When I was a teenager and a young adult, I remember thinking that I couldn’t be attracted to men because I couldn’t envision myself in a relationship with one. Likewise, as I started my transition I couldn’t really see myself with a man either. This slowly changed after starting HRT. But I think the truth is a little more complicated than a simple biological one.

Prior to transition, for a long time I reluctantly saw myself as a guy. I loathed the term “man” or “male” and avoided them, but I also didn’t think I could be trans. So the idea of being in a relationship with a man meant being part of a male/male relationship, this was something I really struggled to picture myself in. Obviously I had nothing against the idea in principle, I just couldn’t see myself happy in that dynamic.

But imagining that relationship was to imagine the very thing I loathed to do: seeing myself as male.

When I started to transition, my perception of myself changed to that of a woman, a label I found comforting and something that helped finally quieten my dysphoria. This evidently had a knock-on effect to my sexuality.

These days, the concept of a relationship with a man means seeing myself in a relationship as a woman, a male/female relationship. As soon as I began to see myself that way I realised the idea caused no dysphoria or discomfort whatsoever. This allowed me to feel more confident in how I identified my sexuality, I no longer had any aversion regarding attraction to traditional masculinity.
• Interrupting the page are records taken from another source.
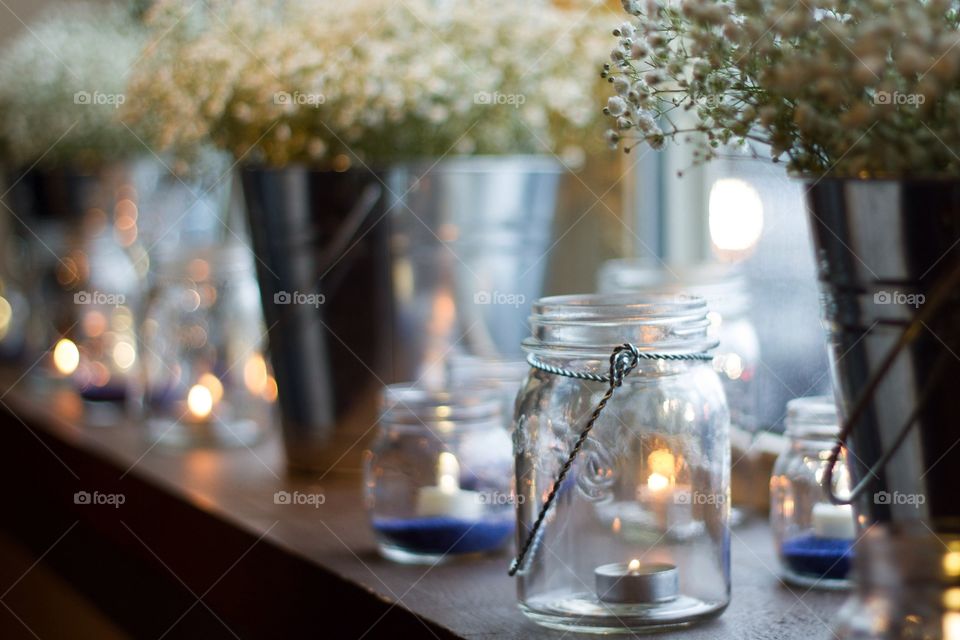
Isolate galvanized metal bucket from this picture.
[386,156,563,385]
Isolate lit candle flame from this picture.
[187,384,213,420]
[437,451,460,493]
[197,373,223,404]
[647,473,670,491]
[53,338,80,376]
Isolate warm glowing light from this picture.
[197,373,223,403]
[647,449,677,478]
[708,178,763,252]
[243,353,270,395]
[53,338,80,376]
[437,451,460,493]
[943,551,960,576]
[943,587,960,610]
[647,473,670,491]
[0,296,13,340]
[263,376,280,402]
[723,353,743,380]
[113,341,137,371]
[187,384,213,419]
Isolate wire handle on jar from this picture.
[507,343,713,576]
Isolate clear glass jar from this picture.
[832,524,960,640]
[598,260,760,433]
[770,396,857,589]
[514,295,730,633]
[363,385,515,564]
[135,245,277,447]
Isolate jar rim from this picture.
[786,396,840,439]
[523,292,717,356]
[597,258,750,317]
[380,382,503,431]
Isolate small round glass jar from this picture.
[514,294,730,633]
[131,245,277,448]
[770,396,857,589]
[363,385,515,564]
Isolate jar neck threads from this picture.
[523,294,717,359]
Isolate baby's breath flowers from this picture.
[0,3,146,168]
[124,0,613,167]
[603,0,960,177]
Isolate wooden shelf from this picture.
[0,371,845,640]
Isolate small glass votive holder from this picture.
[770,396,857,589]
[131,245,277,448]
[363,385,516,564]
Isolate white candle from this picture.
[593,559,680,604]
[813,502,857,540]
[417,451,483,520]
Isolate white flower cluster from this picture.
[604,0,960,177]
[0,3,146,166]
[124,0,611,166]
So is it really the HRT that changes someone’s sexuality? For me, I suspect the bulk of the change came from other factors. Which is to say, you could argue I was always bi, I just had to come to terms with my own identity to realise it.

As with a lot of transition, the answer to this question is going to be unique and personal to each person.

 

*The difference between bisexual and pansexual is something that needs a longer discussion, perhaps a blog post for another day! Personally, I use bisexual as interchangeable with pansexual, but that’s just my personal preference. I have friends who prefer pansexual and I 100% understand that.